Dimas is a Spanish form of Dismas, a Greek-derived biblical name often interpreted as sunset or death.
Dimas is the Spanish and Portuguese rendering of Dismas, the name given by Christian tradition to the penitent thief crucified alongside Jesus — the man who, according to the Gospel of Luke, rebuked the other criminal and asked to be remembered in Christ's kingdom. The name does not appear in canonical scripture; it was bestowed by later hagiographic texts, particularly the apocryphal Gospel of Nicodemus. The etymology is debated, but many scholars connect it to the Greek dysme, meaning 'sunset' or 'the west,' lending it a poetic, elegiac quality.
Saint Dismas became the patron saint of prisoners, those condemned to death, and funeral directors — an unexpectedly tender assignment for a figure whose biography consists of a single deathbed act of faith. His feast day is March 25th in the Roman Catholic calendar.
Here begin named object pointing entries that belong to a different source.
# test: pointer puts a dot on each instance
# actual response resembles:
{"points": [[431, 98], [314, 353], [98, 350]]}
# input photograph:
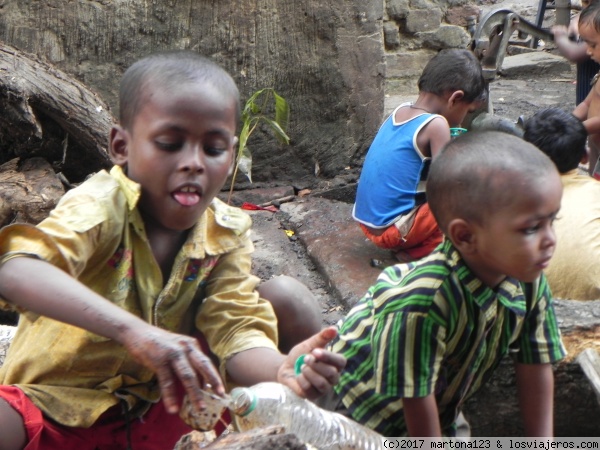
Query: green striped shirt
{"points": [[432, 327]]}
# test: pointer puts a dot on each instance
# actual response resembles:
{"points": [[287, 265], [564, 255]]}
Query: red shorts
{"points": [[422, 238], [156, 430]]}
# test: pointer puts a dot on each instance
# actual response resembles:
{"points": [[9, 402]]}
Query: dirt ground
{"points": [[521, 94]]}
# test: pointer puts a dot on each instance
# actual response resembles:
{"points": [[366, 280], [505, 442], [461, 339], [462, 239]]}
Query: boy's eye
{"points": [[169, 146], [215, 151], [531, 230]]}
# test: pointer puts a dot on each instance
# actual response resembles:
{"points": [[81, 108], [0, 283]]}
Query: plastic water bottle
{"points": [[272, 403]]}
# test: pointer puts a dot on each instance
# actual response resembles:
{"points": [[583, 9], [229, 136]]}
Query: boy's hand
{"points": [[321, 369], [173, 356]]}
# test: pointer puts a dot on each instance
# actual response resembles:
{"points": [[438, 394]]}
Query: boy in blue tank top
{"points": [[390, 204]]}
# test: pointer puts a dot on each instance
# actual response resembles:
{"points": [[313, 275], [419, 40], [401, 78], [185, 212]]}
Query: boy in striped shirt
{"points": [[428, 334]]}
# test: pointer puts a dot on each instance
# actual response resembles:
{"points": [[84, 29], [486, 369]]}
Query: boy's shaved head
{"points": [[481, 172], [166, 71], [591, 15]]}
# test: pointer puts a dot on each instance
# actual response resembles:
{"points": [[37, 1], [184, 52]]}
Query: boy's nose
{"points": [[549, 239], [193, 159]]}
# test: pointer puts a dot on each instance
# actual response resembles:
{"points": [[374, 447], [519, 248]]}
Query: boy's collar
{"points": [[509, 292], [130, 188]]}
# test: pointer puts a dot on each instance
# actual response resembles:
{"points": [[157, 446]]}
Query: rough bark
{"points": [[324, 57], [49, 114], [28, 191]]}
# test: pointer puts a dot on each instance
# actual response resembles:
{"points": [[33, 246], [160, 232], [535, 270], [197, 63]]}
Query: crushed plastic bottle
{"points": [[272, 403]]}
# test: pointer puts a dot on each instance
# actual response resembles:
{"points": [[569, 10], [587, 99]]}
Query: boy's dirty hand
{"points": [[320, 370], [174, 357]]}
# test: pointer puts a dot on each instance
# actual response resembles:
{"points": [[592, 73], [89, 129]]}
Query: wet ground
{"points": [[327, 251]]}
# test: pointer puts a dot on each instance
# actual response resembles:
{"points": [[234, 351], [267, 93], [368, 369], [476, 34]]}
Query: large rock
{"points": [[324, 57]]}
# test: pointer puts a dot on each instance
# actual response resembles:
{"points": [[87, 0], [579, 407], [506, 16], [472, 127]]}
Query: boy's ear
{"points": [[586, 156], [117, 145], [462, 235], [456, 97]]}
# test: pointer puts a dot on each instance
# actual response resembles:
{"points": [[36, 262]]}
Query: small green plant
{"points": [[265, 105]]}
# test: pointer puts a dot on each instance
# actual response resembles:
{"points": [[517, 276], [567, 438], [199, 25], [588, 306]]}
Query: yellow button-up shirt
{"points": [[96, 234]]}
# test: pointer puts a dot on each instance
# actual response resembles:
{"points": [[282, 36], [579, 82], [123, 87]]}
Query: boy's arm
{"points": [[439, 135], [57, 295], [535, 385], [320, 372], [573, 51], [421, 416]]}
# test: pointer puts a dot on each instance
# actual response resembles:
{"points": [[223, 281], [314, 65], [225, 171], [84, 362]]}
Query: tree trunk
{"points": [[47, 113]]}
In Latin America and the Iberian Peninsula, where Dimas is most common, the name carries the warmth of Catholic popular devotion: the idea that redemption arrives at the last possible moment, that no one is beyond grace.
Dimas has remained steadily used across Mexico, Brazil, Spain, and Portugal for centuries, rarely fashionable but never absent. It ages well — serious on a child, dignified on an adult. In recent decades it has crossed into broader usage as parents seek Spanish-heritage names with genuine historical roots rather than invented constructions. There is something quietly radical about a name whose most famous bearer was, by any worldly measure, a failure — and yet is venerated.